An enterprising start to their inaugural Barclays Premier League campaign - Cardiff have beaten Manchester City and Fulham - has been instructive about Mackay's ability to manage but the last few days have been about his capacity to cope with controversy in Wales.
That Vincent Tan, who assumed control in May 2010, turned Cardiff red during the summer has not prevented the Malaysian billionaire from causing supporters to colour the air again, removing Moody and naming Alisher Apsalyamov as interim replacement. Fans will not often be so invested in changes of staff beyond their club's manager and squad but this decision has been a source of angst, supporters at first railing against a lack of information after a statement told them only that Moody "was leaving the club with our thanks for his contribution", before being left perplexed by the arrival of his appointed successor: a 23-year-old friend of Tan's son once on work experience at the club.
It is the sort of situation which sounds funny so long as it is not happening to your club, but the respect for Mackay is such that few will have found it all that amusing. The value of Moody - who followed Mackay from Watford two years ago - could be totted up amid a summer in which Gary Medel arrived from Sevilla and Steven Caulker from Tottenham Hotspur but Tan is thought to have been discontented after having to invest a further £15m when the spending exceeded the £35m he had permitted.
It is thought that there has been debate as to whether that sum was intended to take into account costs beyond the initial transfer fees, although Simon Lim, the club's chief executive, would also have been required to sign off on deals and he has appeared to have escaped censure. Lim was expected to attend a board meeting held yesterday at which Mackay was also present, in part to discern the level of support he commanded from directors.

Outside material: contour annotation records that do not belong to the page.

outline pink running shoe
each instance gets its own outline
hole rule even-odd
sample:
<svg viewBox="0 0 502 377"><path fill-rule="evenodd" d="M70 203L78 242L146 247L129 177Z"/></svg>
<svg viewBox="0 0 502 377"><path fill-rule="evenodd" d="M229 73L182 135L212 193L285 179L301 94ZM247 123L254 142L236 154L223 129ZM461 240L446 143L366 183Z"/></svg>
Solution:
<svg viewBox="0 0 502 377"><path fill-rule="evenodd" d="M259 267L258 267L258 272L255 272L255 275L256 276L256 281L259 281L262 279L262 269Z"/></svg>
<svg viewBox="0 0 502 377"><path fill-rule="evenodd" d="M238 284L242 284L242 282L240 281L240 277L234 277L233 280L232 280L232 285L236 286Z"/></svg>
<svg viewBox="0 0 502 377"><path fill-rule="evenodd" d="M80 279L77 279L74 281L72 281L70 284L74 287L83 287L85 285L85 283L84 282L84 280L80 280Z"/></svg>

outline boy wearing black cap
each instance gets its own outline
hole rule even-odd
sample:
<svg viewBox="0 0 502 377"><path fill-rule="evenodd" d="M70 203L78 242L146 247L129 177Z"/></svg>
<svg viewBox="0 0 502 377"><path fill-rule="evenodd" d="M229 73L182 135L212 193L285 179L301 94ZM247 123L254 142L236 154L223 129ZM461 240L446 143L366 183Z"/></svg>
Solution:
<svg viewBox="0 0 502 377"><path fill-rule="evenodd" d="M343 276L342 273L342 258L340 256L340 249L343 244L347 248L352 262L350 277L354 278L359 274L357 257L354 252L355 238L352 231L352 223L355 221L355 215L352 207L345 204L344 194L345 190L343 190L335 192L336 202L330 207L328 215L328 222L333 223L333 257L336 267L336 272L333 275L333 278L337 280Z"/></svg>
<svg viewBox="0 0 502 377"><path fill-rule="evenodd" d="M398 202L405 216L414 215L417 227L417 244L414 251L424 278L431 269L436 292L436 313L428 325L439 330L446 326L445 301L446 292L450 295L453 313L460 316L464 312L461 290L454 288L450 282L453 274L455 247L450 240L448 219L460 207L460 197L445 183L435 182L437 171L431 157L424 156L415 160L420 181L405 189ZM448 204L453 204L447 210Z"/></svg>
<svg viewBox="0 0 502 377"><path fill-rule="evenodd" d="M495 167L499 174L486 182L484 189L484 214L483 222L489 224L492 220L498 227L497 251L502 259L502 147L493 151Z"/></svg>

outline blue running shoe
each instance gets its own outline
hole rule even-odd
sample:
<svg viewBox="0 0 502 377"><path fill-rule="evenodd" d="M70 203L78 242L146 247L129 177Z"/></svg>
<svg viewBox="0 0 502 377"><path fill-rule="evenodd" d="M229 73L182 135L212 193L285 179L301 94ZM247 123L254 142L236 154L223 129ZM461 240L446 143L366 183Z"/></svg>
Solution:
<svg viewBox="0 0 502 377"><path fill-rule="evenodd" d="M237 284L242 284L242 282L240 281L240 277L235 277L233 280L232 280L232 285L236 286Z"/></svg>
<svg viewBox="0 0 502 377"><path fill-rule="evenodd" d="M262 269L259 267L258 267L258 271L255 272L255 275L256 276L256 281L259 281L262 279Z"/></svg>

The 41-year-old might have been forgiven had he felt uncertain, since the arrival of Apsalyamov has seemed like a pantomime. There are those who would urge Mackay to look out behind him. Tan has reaffirmed his faith in his manager but the testimony of others would suggest the Scot will have been wounded by events.
"Iain is someone Malky has worked with for years," said Ross Wilson, who worked alongside both men as football business director at Vicarage Road and now performs a similar role at Huddersfield Town. "Malky will be disappointed. But he has kept his counsel and will not be jumping up and down - he'll handle things the way he always has: in a very professional manner.
"Malky is a very, very honest man; he's got integrity. I know sometimes those can be buzz words associated with people flippantly, but Malky Mackay has great integrity and a desire to do his job meticulously. As a man he's different class and as a manager, his record is there for all to see. He could handle anything that is thrown at him. Although this might disappoint him, he will handle it."
Those words are unlikely to become a eulogy of his time at Cardiff given that Mackay's agent, Raymond Sparkes, stated yesterday his client did not intend to resign, but any approach from another club might not easily be dismissed, either. The decision to remove Moody will have felt like an affront and the Scot's affinity with members of the board is certain to have been altered. It is his relationship with Tan which will draw the greatest intrigue, though, as will his rapport with Apsalyamov since the Kazakh has effectively gained responsibility of the club's transfer activity.
"Looking from the outside, it seems bizarre," said Wilson. "Not only is Iain's replacement someone out of left-field, but to be replaced by someone who has not got the same credentials, is strange. We are second guessing but those would be my feelings were someone with the credentials of Iain to be replaced by someone who doesn't appear to have anywhere near the same credentials."